事実、序盤ではシャングリラコロニー統一のために潜入するが、彼の気の迷いによってジュドーに優勢をとられてしまった。
第1次ネオジオンの強化人間政策について
第1次ネオジオンの強化人間や、クローン強化人間の扱いは、ティターンズの手法をそのまま取り込み、模倣しているやり方になっており、非人道性が高い。
グリプス戦役から1年しか経過していないため、ラカン・ダラカンを除いては、まだ若いマシュマーなどを士官にしたり、責任者として重用するしかなかった。

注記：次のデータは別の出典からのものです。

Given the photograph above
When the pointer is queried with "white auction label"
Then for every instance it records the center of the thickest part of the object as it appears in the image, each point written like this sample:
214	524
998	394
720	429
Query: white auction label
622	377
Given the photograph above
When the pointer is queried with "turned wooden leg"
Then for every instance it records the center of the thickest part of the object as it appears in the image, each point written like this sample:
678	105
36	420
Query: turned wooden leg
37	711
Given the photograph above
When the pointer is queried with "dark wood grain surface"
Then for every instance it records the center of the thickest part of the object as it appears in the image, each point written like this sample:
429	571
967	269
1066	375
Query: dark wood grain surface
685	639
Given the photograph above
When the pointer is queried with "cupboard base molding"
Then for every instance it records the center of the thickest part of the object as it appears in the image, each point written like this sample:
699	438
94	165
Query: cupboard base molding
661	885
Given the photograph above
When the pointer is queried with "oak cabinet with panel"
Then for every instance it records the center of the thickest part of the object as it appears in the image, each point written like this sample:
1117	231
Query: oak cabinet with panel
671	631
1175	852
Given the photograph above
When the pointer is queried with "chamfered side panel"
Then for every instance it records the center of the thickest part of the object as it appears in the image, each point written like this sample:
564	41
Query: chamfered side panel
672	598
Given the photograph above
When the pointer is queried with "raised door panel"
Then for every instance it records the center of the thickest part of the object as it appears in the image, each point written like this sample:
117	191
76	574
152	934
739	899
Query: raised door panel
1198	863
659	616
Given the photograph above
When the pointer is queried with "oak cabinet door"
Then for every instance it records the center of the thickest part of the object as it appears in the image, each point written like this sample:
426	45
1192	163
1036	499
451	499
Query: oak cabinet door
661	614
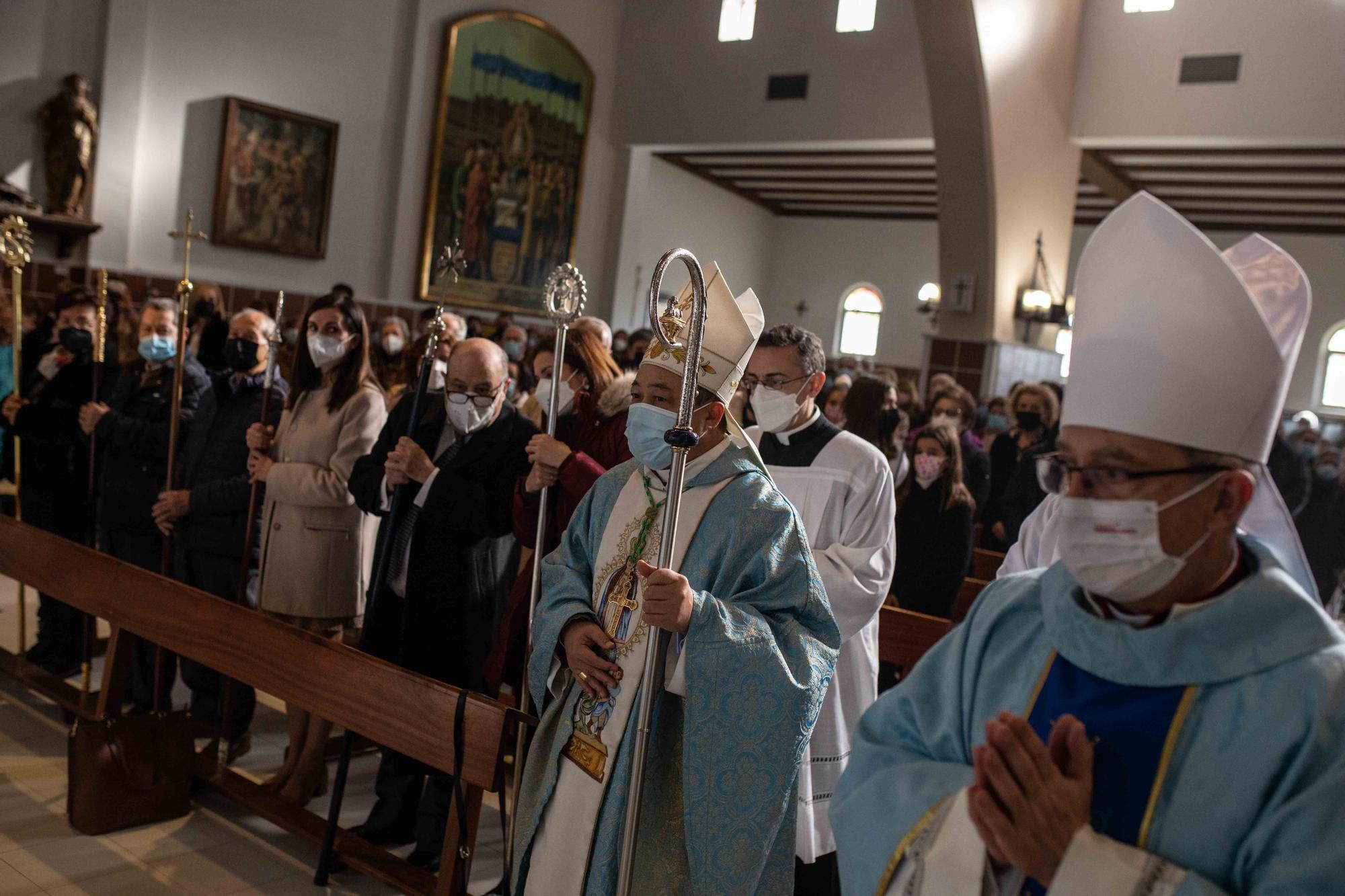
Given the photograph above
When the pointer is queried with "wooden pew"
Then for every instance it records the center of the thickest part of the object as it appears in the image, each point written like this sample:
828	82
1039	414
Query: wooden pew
985	564
400	709
968	595
906	635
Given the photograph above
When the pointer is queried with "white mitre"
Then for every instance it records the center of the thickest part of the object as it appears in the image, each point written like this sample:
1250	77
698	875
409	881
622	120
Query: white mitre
1179	342
732	327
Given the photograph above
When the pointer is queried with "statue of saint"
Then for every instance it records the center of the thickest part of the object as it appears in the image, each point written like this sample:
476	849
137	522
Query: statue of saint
69	130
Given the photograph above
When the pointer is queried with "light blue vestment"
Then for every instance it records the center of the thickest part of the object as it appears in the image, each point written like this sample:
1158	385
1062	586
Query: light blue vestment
1254	797
719	811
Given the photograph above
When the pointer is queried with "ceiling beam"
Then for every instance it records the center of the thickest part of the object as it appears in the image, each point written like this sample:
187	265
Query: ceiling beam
1106	177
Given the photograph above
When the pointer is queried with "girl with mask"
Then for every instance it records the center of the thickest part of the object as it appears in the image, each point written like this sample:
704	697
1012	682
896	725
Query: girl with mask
318	545
1015	490
388	353
934	525
590	440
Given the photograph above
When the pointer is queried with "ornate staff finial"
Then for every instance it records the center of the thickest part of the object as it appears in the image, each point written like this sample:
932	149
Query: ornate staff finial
566	294
15	243
188	235
453	260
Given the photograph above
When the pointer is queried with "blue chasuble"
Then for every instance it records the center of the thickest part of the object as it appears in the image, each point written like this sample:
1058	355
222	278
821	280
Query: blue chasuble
1222	732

「ルウム戦役を思い出すぜ」みたいな発言をしている旧ジオン兵もいたことから、グリプス戦役で、あまり実戦経験を詰めていない人間が多く、どうしても強化人間に頼らざるを得なかったという実情があったのだろう。
純粋なニュータイプは本当に稀で、1年戦争時も腕利きのパイロットを多く抱えていたジオン公国だったが、シャア、シャリア・ブルぐらいで、リクルートしたララァとあわせて3人だけ。

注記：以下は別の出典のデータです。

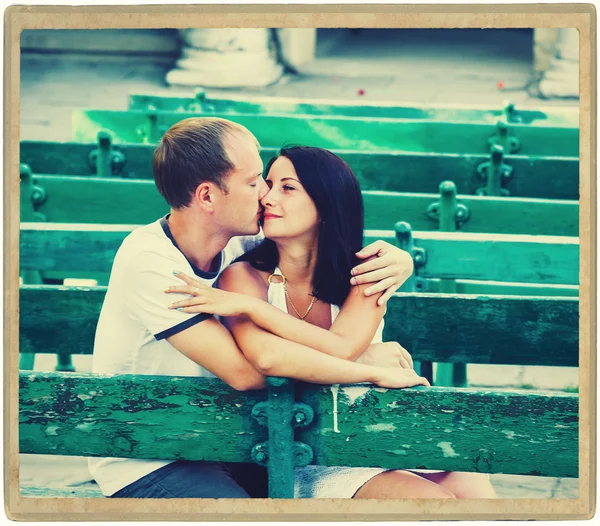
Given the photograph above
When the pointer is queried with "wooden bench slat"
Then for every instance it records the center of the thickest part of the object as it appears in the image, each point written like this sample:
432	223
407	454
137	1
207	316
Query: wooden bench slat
109	201
341	132
515	259
536	177
464	286
435	327
490	431
502	257
396	110
513	330
75	492
355	425
136	416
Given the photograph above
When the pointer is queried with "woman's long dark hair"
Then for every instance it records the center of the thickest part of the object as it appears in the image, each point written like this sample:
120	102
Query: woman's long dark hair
335	191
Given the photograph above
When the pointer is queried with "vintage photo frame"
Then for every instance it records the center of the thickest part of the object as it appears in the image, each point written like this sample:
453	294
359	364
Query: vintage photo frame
580	16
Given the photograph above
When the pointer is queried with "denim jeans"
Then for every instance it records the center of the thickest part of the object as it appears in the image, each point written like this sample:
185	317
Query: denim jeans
201	480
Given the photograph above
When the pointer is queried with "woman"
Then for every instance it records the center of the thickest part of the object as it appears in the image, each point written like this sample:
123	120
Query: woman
293	285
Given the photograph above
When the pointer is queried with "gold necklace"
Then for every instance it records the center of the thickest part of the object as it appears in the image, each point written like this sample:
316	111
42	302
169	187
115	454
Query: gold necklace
290	299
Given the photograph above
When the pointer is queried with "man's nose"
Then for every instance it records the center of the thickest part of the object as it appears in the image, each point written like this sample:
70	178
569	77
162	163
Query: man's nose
264	190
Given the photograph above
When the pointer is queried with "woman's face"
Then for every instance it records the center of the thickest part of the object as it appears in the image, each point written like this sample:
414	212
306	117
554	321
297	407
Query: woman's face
288	210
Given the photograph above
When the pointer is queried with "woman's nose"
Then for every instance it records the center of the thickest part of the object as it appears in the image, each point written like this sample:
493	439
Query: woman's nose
267	198
264	190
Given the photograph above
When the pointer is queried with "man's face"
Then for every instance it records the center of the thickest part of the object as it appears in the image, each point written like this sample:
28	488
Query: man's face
240	208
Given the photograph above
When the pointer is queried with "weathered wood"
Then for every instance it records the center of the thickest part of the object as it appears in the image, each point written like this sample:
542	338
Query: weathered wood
494	257
57	319
136	416
464	286
70	247
506	258
76	492
396	110
538	177
514	432
434	327
513	330
364	134
110	201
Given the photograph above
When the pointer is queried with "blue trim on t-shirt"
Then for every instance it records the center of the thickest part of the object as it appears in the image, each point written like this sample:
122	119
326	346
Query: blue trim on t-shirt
164	223
182	326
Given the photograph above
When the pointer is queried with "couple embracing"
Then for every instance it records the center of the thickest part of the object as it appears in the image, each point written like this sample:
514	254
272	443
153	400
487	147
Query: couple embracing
206	291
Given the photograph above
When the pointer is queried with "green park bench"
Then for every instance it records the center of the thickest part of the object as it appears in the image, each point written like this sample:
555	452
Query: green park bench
350	133
200	102
486	430
500	264
498	259
481	430
136	201
519	175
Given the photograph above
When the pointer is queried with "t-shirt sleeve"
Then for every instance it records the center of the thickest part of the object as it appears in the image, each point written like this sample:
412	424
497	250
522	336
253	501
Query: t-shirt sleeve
146	279
378	338
240	245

マシュマーがジュドーと最後戦っていたらどうなっていたか?
たらればの話になるが、マシュマーがジュドーと戦っていたらどうなるか。
まず、部下のイリアがリゲルグでかなりZZといい戦いをしていたため、マシュマーのザクⅢ改が加わると、かなり有利に戦える。
しかし、ジュドーも地球での砂漠地帯での戦いを経て、パイロット技術が大きく向上している。
物語の都合上、マシュマーが勝利することはないものの
マシュマーもプルツーや、キャラ・スーンのようにジュドーと触れ合うことで、本来の自分や、道徳的な感情について目覚めていったかもしれない。